Banki starają się umasowić bankowość mobilną także innymi sposobami. Tworzą coraz więcej specjalnie przygotowanych, lżejszych stron internetowych, które szybko otwierają się w przeglądarce w telefonie. Takie serwisy mają mBank i PKO BP. mBank zapowiada wersję aplikacji na iPhone’y i iPady, a później na urządzenia wykorzystujące systemy operacyjne Android i Windows.

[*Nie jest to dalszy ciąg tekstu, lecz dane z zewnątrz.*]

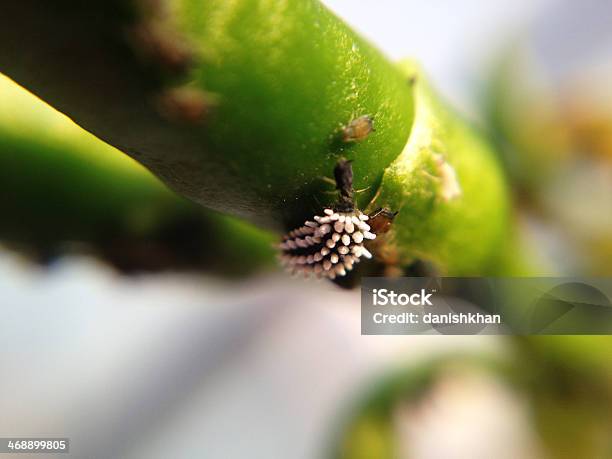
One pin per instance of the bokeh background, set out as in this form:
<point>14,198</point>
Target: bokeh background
<point>141,326</point>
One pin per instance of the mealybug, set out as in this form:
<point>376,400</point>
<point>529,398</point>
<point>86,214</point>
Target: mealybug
<point>333,243</point>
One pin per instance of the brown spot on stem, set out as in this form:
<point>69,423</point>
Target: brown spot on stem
<point>358,129</point>
<point>189,105</point>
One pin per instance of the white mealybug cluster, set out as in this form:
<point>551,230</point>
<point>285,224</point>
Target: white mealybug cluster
<point>329,246</point>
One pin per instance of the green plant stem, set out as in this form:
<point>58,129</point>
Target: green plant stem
<point>239,106</point>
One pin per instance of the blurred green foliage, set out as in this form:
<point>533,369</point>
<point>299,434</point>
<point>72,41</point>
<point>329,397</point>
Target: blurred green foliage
<point>64,190</point>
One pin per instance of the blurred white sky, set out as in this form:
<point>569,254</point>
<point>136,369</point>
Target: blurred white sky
<point>451,39</point>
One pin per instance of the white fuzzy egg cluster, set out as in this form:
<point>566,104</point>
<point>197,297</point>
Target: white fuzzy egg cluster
<point>329,246</point>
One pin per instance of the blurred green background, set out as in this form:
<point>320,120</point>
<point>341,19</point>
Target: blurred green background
<point>539,89</point>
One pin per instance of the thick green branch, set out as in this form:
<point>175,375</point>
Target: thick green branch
<point>238,105</point>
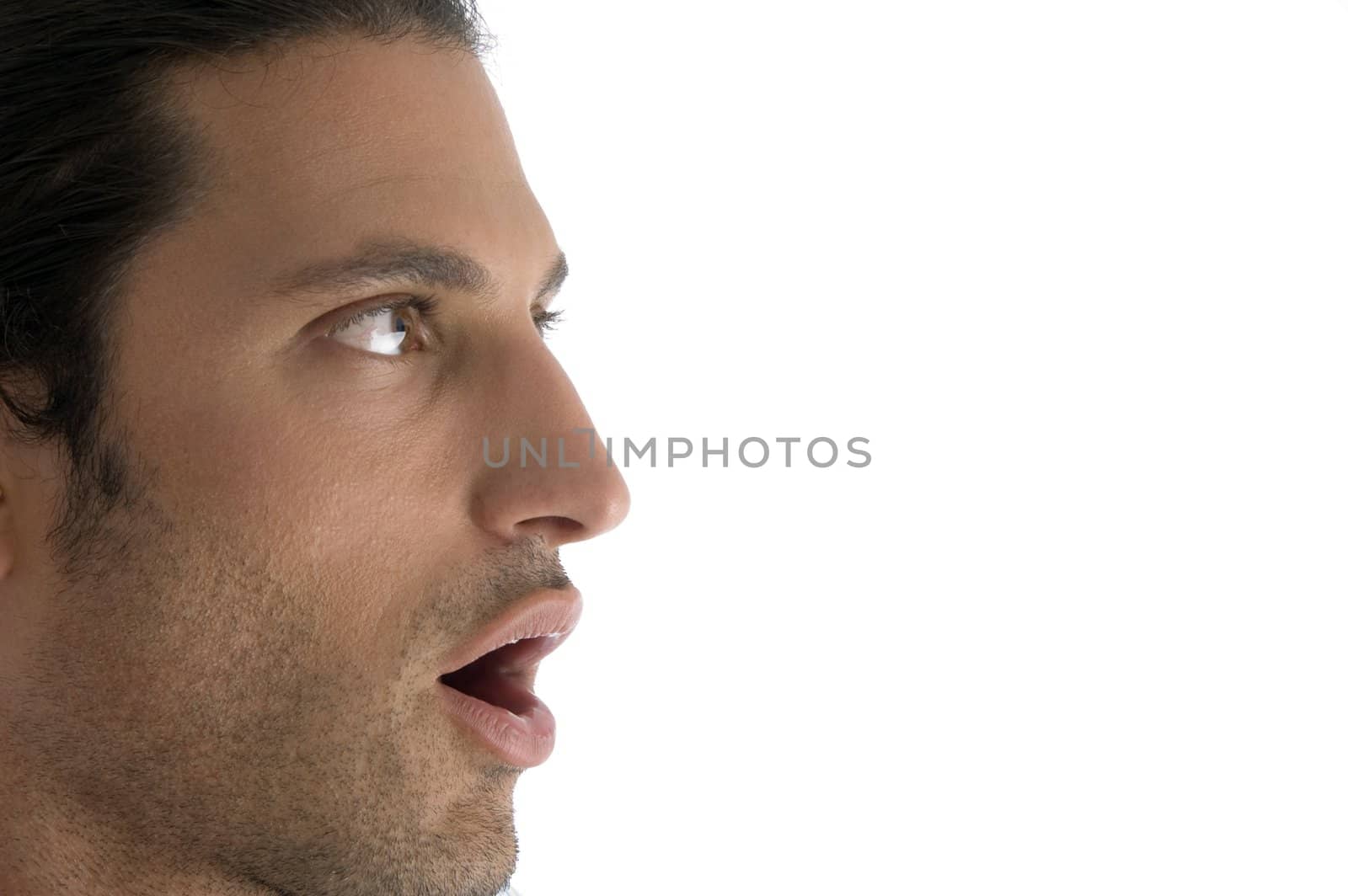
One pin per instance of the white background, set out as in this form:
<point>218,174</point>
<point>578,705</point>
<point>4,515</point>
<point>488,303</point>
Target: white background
<point>1078,271</point>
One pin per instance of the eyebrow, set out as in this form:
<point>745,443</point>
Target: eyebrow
<point>388,262</point>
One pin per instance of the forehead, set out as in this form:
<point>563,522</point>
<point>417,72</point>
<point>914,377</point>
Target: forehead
<point>317,148</point>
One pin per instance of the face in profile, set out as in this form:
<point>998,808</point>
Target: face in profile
<point>238,685</point>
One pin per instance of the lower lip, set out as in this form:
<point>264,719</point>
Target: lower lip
<point>522,739</point>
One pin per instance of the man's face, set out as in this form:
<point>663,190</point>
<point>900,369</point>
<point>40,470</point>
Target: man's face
<point>239,680</point>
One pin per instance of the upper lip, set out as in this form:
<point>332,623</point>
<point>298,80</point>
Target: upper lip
<point>553,611</point>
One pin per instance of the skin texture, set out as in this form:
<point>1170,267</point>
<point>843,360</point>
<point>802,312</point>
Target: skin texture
<point>233,691</point>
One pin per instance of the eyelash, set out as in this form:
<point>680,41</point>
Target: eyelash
<point>426,307</point>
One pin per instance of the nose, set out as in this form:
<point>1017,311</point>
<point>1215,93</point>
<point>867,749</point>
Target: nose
<point>543,468</point>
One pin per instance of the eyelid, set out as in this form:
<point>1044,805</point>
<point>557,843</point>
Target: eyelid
<point>425,307</point>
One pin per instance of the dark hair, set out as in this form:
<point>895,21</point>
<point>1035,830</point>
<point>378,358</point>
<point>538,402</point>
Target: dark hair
<point>94,163</point>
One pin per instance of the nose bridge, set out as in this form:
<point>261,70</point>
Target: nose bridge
<point>543,471</point>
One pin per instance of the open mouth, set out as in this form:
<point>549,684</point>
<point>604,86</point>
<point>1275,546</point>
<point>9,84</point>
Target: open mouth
<point>489,689</point>
<point>503,677</point>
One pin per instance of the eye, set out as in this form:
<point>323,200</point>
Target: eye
<point>546,321</point>
<point>388,329</point>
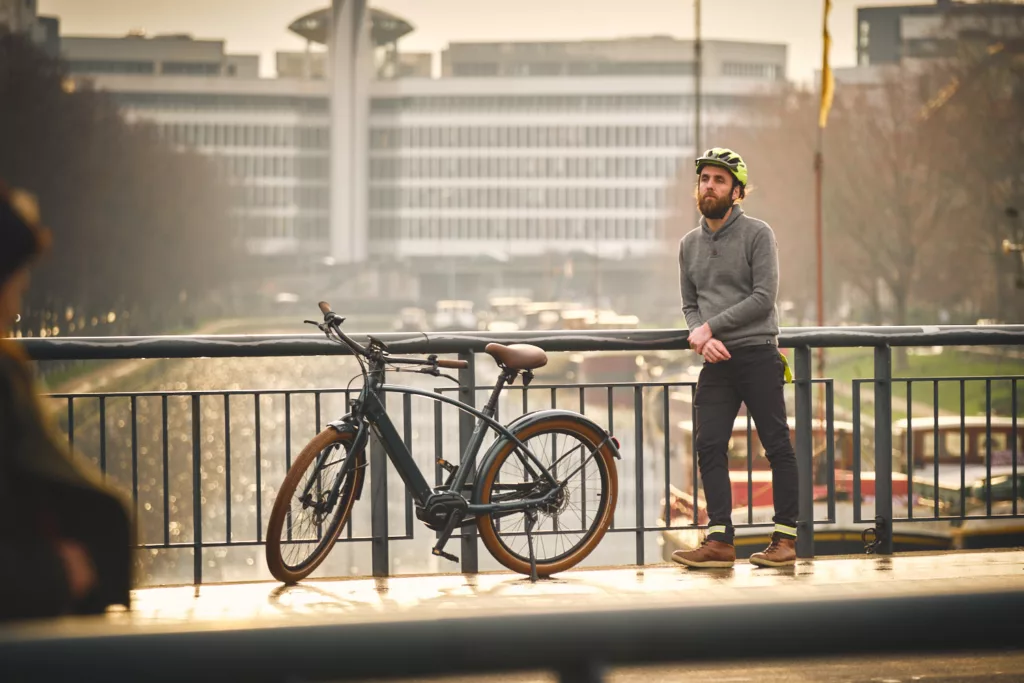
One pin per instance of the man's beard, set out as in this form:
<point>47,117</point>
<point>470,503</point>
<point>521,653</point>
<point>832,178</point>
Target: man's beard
<point>715,208</point>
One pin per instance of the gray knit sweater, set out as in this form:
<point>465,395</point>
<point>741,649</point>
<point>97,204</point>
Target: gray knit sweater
<point>729,280</point>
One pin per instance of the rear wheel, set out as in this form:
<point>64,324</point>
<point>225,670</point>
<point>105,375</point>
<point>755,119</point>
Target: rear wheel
<point>302,530</point>
<point>568,528</point>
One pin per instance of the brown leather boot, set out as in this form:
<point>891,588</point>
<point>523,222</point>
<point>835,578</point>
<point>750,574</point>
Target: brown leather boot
<point>781,552</point>
<point>711,554</point>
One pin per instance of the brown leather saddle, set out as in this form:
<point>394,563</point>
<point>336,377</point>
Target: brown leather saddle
<point>517,356</point>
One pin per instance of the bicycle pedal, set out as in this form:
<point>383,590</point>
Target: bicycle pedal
<point>441,553</point>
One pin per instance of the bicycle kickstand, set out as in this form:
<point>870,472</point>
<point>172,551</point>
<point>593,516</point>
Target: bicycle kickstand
<point>530,522</point>
<point>438,549</point>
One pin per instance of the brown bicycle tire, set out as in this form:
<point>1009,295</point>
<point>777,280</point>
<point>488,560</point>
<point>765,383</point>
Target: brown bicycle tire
<point>274,561</point>
<point>489,536</point>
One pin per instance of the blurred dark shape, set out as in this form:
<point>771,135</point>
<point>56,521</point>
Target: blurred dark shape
<point>65,537</point>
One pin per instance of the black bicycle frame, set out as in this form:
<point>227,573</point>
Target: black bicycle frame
<point>371,412</point>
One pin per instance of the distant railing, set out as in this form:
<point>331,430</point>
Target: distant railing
<point>201,467</point>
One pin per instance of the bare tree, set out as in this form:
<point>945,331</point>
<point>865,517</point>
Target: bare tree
<point>136,222</point>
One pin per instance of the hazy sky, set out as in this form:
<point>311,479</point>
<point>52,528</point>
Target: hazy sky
<point>261,26</point>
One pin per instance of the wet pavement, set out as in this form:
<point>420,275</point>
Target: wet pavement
<point>454,595</point>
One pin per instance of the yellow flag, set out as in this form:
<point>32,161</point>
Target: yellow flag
<point>827,82</point>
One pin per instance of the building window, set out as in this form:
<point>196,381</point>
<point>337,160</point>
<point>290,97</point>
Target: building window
<point>190,68</point>
<point>752,70</point>
<point>111,67</point>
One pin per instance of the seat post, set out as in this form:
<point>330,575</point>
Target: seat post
<point>492,406</point>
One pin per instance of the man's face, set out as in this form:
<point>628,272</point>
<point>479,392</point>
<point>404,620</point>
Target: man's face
<point>715,191</point>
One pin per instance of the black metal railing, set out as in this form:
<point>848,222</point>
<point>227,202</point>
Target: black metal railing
<point>201,467</point>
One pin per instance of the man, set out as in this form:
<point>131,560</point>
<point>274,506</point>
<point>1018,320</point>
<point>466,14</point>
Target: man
<point>65,538</point>
<point>728,275</point>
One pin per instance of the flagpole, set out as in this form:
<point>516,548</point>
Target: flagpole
<point>827,87</point>
<point>696,77</point>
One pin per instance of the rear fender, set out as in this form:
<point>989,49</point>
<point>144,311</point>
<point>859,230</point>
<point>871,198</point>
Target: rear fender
<point>530,419</point>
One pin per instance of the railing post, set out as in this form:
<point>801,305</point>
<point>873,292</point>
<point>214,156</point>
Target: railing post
<point>467,394</point>
<point>805,466</point>
<point>378,503</point>
<point>884,449</point>
<point>197,494</point>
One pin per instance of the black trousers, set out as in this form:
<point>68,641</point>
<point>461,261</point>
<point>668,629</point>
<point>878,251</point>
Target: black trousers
<point>755,376</point>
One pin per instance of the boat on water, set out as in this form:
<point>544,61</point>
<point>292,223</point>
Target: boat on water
<point>937,504</point>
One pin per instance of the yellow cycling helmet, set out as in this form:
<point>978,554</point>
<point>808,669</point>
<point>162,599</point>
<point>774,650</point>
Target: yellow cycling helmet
<point>727,159</point>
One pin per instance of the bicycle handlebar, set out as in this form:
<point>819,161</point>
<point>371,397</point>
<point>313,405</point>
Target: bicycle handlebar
<point>331,316</point>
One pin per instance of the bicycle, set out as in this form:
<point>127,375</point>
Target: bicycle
<point>527,500</point>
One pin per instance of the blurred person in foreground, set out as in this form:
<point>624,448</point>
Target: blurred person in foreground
<point>65,538</point>
<point>728,276</point>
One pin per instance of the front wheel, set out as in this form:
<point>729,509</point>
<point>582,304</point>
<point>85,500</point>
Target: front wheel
<point>568,528</point>
<point>302,529</point>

Z szacunków mBanku wynika, że obecnie z bankowości internetowej korzysta około 10 mln osób. Z banku w komórce – według wyliczeń Instytutu Homo Homini – 850 tys. Większość wciąż tylko sprawdza w ten sposób stan rachunku i jego historię, ale coraz więcej realizuje przelewy czy doładowuje telefony. Według najnowszego raportu firmy doradczej Frost & Sullivan w Polsce na rynku usług mobilnych, za które płaci się elektronicznie, nadal najwięcej przychodów generują SMS-y premium. Jej zdaniem wartość transakcji dokonywanych w ramach płatności mobilnych w Europie Środkowo-Wschodniej osiągnęła w 2010 roku prawie 290 mln euro, a do końca roku 2017 prognozuje się jej wzrost do 22,7 mld euro. Jednak zdaniem analityków firmy rynek płatności mobilnych w Europie Środkowo-Wschodniej rozwija się wolniej, niż jeszcze do niedawna spodziewali się sami uczestnicy rynku, czego powodem jest m.in. wciąż niewielka dostępność usług takich jak NFC.

Chodzi o pieniądze

– Jednym z powodów takiego stanu rzeczy są problemy z porozumieniem pomiędzy firmami telekomunikacyjnymi a instytucjami finansowymi w sprawie podziału przychodów generowanych przez mobilne płatności. Obserwowany stopniowy wzrost rynku miał miejsce głównie za sprawą dostawców aplikacji, dla których płatności mobilne są podstawowym elementem działalności. W najbliższej przyszłości, dzięki rosnącemu zainteresowaniu największych podmiotów na rynku, płatności mobilne mają szansę zyskać na popularności – mówi Edyta Kosowska, analityczka rynku telekomunikacyjnego w warszawskim oddziale Frost & Sullivan.